To be sure, the situations recently described were upsetting, but they are also rare. The series identifies 54 tragic situations over a five-year period. It fails to mention that over that same time, over 1 million people benefited from exceptional medical care, rehabilitation, life enrichment and social services provided by Florida’s nursing centers.
The aging process can be stressful for family members, even when their loved ones are receiving the best of care. People often don’t understand just how serious the physical symptoms of diabetes and other debilitating diseases can play out on one’s body, or how unexplained mood changes or agitation could mean signs of depression, dementia or some other serious health concern. And if you’ve never witnessed the final stages of life, watching your loved one experience considerable weight loss from a lack of appetite or changes in skin temperature and color can be upsetting and bring out feelings of guilt, anger and frustration.
The holidays are often an occasion when families come together to spend quality time with aging parents and relatives. For some, this may be one of the only times during the year they observe the health and well-being of an aging family member. After reading your articles, families, understandably, have many questions and want to be sure they’re advocating for the best possible care for their loved ones.
It’s unfortunate that stories about nursing home care aren’t news unless something is broken or disturbing. With more than 70,000 seniors living in Florida’s nursing centers today, I believe there are plenty of opportunities to highlight what’s positive and good about the care being provided.
Take Joan, for example, who shared how the team at Park Ridge Nursing Center went the extra mile for her mom and her family.
And Roseann, who commended the caregivers at Whispering Oaks for upholding a strong positive culture.
And a family member at Fletcher Health and Rehabilitation Center who is proud to call all the caregivers her friends and encouraged them to keep up the great work they do, work that often goes unnoticed.
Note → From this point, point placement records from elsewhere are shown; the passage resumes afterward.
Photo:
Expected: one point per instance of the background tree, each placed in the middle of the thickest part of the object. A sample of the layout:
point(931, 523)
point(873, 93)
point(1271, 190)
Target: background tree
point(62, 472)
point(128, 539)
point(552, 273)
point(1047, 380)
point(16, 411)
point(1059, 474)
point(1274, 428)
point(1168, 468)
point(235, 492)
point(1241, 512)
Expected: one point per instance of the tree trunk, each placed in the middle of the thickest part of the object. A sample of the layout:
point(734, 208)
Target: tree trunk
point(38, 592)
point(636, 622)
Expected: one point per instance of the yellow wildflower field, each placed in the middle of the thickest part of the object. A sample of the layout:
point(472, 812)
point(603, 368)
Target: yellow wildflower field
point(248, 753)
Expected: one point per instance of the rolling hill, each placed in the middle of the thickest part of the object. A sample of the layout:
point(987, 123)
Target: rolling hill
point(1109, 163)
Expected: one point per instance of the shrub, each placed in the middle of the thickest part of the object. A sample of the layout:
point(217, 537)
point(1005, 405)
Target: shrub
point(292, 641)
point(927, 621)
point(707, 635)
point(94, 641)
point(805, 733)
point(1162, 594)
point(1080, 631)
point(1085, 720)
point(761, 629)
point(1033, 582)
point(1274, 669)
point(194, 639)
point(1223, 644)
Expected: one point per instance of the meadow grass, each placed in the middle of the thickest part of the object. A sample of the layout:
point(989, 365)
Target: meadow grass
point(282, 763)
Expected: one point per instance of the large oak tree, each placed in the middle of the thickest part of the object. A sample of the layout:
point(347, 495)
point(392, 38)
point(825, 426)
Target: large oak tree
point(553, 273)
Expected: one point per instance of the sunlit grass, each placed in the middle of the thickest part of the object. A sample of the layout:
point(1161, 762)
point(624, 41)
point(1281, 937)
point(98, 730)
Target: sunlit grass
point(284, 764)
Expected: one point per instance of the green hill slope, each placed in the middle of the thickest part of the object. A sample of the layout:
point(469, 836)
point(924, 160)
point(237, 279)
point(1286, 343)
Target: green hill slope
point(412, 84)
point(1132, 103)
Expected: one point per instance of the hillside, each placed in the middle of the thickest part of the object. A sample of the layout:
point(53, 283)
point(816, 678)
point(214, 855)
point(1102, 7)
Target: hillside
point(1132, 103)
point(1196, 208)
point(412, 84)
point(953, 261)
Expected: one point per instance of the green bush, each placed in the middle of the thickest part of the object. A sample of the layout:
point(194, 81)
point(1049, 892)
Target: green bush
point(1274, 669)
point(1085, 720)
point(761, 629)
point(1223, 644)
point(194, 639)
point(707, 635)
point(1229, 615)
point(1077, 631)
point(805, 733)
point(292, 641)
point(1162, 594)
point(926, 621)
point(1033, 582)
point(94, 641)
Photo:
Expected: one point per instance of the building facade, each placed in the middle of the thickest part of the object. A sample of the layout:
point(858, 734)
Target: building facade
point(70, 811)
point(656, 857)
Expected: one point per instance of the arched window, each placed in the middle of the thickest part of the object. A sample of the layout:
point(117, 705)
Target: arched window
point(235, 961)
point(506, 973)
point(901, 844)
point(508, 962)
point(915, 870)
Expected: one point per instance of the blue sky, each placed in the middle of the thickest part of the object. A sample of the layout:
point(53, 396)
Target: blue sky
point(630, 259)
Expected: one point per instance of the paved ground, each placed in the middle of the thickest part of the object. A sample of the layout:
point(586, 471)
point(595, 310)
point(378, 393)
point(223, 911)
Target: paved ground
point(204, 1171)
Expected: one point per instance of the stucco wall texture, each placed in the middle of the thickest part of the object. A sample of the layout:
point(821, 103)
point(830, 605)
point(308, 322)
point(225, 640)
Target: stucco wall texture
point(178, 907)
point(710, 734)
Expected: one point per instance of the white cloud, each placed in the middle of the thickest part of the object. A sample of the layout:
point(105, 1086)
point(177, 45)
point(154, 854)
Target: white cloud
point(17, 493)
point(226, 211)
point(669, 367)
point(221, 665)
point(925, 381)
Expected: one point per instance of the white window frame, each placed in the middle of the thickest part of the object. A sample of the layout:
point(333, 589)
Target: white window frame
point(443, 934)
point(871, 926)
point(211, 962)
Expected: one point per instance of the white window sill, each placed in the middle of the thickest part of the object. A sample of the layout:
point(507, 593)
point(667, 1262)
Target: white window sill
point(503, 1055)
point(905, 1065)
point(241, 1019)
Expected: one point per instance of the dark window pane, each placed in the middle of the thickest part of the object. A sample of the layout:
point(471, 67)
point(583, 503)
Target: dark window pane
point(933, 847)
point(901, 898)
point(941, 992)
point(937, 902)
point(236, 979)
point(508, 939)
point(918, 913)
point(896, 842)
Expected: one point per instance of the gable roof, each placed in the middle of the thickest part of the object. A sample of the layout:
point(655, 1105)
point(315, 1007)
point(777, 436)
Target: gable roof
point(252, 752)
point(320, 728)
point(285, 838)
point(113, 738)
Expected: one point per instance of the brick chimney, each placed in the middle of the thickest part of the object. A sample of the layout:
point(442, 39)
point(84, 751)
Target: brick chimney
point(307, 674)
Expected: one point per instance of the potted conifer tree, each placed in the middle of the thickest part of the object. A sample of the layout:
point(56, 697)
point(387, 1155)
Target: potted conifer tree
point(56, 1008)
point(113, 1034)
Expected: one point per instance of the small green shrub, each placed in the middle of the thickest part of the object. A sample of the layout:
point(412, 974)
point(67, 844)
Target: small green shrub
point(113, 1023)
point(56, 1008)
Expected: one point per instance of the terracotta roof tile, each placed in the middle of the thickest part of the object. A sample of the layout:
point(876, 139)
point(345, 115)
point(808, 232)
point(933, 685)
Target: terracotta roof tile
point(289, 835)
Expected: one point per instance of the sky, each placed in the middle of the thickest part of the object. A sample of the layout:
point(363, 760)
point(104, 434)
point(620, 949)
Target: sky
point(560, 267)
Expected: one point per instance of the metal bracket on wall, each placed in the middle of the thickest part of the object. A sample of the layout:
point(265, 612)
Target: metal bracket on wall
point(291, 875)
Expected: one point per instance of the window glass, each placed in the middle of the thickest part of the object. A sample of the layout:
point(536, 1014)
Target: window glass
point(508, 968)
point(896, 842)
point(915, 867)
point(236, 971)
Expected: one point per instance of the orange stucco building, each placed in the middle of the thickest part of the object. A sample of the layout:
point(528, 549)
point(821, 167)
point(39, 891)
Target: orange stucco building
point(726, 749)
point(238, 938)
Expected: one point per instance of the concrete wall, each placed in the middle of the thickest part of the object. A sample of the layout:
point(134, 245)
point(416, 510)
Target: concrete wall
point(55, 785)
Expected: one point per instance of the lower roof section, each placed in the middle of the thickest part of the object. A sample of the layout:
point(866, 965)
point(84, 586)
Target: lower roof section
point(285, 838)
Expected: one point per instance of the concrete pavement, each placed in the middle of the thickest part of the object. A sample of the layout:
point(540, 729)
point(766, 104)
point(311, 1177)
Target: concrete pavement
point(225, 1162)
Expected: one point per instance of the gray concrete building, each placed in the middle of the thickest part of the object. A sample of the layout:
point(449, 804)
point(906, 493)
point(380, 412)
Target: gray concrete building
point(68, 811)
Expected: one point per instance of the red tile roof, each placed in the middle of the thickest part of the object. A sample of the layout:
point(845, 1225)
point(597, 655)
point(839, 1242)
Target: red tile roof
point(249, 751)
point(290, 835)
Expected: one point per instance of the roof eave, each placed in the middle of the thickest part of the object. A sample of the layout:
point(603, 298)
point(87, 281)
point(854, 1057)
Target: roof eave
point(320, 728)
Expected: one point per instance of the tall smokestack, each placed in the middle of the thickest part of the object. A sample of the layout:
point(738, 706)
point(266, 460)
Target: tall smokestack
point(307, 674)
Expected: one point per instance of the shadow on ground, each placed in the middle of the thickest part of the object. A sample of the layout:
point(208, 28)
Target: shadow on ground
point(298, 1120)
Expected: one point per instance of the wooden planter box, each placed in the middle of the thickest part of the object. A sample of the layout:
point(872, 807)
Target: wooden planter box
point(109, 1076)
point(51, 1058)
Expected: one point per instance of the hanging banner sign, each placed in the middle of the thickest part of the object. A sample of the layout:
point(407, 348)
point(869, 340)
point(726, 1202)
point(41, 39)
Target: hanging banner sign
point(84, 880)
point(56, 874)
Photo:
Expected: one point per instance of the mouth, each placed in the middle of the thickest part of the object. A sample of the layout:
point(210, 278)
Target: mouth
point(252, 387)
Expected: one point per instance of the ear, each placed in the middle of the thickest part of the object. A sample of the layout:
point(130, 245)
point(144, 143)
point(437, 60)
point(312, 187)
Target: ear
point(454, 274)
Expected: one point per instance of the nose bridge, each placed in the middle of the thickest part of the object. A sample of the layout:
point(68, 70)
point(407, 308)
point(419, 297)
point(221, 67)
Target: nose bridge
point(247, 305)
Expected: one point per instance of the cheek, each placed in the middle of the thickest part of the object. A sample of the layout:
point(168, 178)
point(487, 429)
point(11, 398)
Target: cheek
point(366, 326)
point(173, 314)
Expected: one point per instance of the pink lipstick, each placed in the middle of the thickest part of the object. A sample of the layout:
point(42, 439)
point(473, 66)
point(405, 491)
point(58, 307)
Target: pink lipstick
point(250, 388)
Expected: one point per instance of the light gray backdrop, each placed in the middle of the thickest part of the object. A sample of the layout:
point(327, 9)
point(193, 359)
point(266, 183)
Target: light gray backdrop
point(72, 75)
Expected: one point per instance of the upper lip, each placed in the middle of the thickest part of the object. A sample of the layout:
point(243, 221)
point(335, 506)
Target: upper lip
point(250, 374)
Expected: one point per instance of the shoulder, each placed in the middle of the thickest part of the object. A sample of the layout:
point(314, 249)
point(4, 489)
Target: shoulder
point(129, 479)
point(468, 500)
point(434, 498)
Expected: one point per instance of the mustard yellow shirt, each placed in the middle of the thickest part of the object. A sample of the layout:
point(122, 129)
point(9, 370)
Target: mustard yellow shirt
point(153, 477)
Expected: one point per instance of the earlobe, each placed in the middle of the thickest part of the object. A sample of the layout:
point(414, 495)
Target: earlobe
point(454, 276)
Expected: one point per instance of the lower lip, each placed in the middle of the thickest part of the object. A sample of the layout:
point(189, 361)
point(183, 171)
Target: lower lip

Letters like these pour into our state’s nursing centers every day, but sadly reporters have yet to write about such stories that focus on the love, care and commitment between staff and residents.
Florida continues to make measurable quality gains in nursing center care, with staff who have a passion and commitment to improving residents’ health outcomes. More than 60 percent of Florida’s nursing centers have earned a 4- or 5-star rating for overall quality care from the federal government, and Florida’s level of staff hours spent in resident care is among the top ten in the nation. Centers are also increasing the number of individuals being returned to their homes after successful rehabilitative therapy.
Florida is at a crossroads. People are living longer and requiring more long-term care services, yet our health care labor pool is shrinking. If the media only chooses to expose what’s wrong with nursing homes, why would someone choose long-term caregiving as their career path? Demonizing the profession with sensational stories drives out good caregivers and discourages potential new ones.
I understand the reason for stories like those recently published. But you also need to inform readers about what’s going right in our state’s nursing centers. Perhaps resolve in the new year to tell about the hundreds of thousands of hard-working, professional, quality nursing center caregivers who have dedicated their lives to serving the frail and elderly—and do so lovingly and with respect and compassion every day.